General Dynamics | Bath Iron Works
The 900-ton composite deckhouse of the DDG 1000 warship under construction at Bath Iron Works is hoisted onto to the hull of the ship in this 2012 file photo.
Posted Aug. 02, 2013, at 1:30 p.m.
Last modified Aug. 02, 2013, at 6:19 p.m.

BATH, Maine — Bath Iron Works has announced preliminary plans to build a new outfitting building — just slightly smaller than the existing Ultra Hall — and make other major improvements at the shipyard pending approval and a new tax break agreement from Bath.

In a proposal to city councilors submitted Friday, officials from General Dynamics, which owns Bath Iron Works, wrote that they hope to begin this year building a 51,315-square-foot building, approximately 11 stories tall, at the south end of the shipyard, adjacent to the existing 68,000-square foot Ultra Hall.

The building would contain two 200-ton bridge cranes and provide space for shipbuilders to install the structures of ships in the building’s two bays, and outfit them with piping, ventilation, pumps, electrical consoles and other equipment, BIW spokesman Jim DeMartini said Friday.

BIW also hopes to tear down various older buildings and replace them with a new blast/paint building, and upgrade other facilities. Construction would be completed in 2015.

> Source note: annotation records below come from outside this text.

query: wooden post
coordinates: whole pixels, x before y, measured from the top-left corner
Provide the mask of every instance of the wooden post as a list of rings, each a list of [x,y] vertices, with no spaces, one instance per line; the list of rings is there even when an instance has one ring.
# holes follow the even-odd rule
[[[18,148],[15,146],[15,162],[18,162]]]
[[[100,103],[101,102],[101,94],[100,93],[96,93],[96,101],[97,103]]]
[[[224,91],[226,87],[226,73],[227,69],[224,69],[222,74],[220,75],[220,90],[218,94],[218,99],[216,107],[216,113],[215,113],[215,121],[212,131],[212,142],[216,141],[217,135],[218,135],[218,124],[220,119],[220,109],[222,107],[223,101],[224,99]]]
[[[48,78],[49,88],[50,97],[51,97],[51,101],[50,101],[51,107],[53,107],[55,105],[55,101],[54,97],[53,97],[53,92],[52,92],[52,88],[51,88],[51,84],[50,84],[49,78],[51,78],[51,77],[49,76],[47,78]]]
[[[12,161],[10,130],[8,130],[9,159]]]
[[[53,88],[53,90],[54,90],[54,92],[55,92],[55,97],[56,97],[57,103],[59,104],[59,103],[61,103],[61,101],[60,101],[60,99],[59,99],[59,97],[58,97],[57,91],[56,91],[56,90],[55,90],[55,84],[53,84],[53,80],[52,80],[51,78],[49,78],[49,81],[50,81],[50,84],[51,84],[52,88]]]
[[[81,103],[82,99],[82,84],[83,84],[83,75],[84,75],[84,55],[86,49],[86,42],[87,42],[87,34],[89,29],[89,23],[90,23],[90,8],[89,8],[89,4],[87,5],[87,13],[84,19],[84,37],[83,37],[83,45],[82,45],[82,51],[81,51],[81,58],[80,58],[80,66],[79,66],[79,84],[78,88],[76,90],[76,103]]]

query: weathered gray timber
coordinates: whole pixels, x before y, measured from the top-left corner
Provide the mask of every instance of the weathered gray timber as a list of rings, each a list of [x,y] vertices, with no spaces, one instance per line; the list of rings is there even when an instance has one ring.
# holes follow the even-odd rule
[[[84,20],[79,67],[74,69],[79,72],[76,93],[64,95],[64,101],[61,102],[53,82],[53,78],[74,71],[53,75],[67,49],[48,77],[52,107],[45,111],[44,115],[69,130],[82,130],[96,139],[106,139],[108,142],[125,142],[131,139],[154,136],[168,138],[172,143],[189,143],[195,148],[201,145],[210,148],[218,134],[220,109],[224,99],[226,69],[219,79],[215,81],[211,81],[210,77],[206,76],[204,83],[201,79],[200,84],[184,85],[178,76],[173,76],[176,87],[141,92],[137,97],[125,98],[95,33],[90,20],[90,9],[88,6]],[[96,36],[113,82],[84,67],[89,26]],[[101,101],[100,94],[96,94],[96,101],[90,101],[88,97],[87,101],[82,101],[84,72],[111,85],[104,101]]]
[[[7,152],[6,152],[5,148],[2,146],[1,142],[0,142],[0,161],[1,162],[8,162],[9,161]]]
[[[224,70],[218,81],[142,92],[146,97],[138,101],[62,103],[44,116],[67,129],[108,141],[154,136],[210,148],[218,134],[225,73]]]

According to the company, the project would add to approximately $500 million of investment by the company of the last decade — investment “incentivized” by the U.S. Navy, Maine and Bath through payroll tax credits and three existing tax increment financing agreements with the city.

According to the proposal, that investment has allowed BIW to reduce costs and secure contracts for, among other ships, three DDG-1000 Zumwalt-class destroyers.

But in June, a U.S. Navy announcement that BIW had secured four, and possibly five contracts to build DDG 51 destroyers — versus the five awarded to BIW competitor Ingalls Shipbuilding — “sent a strong message about where BIW stands relative to its competition,” the proposal stated. “Although BIW was awarded four ships, the inescapable fact is that BIW was not the winning bidder.”

The proposal also stated that “In order to improve our competitive position to win future work, BIW must reduce the cost of building ships in Bath, Maine, to a level the Navy can afford and at a price which is lower than our Mississippi competitors.”

On Wednesday, the City Council will hold a workshop to begin preliminary discussions about the project. A new tax increment financing agreement would require approval by the City Council and the Maine Department of Economic and Community Development. The proposed agreement would return a percentage of property taxes on new development to BIW

On Friday, DeMartini declined to offer more specific details of the proposed project, including what percentage of property taxes on new value the company would request be returned to them.

BIW has two 25-year tax increment financing agreements with the city that return a percentage of property taxes on the original shipyard and the land-level transfer facility completed in 2001 to the company.

A third district was created in 2008 when the city built Wing Farm Business Park which includes BIW’s $40 million Ultra Hall. This area does not return any property tax revenue to BIW.

DeMartini said the new project is not designed to increase or decrease employment, but to allow the company to “streamline our processes so we can become more affordable.”

On Friday, Bath City Manager Bill Giroux declined to discuss the proposal before councilors had an opportunity to review it.

“We’re very happy to see that Bath Iron Works is considering new investment in the shipyard,” he said.

The council will hold a workshop on Wednesday after the regular City Council meeting, which begins at 6 p.m. at Bath City Hall.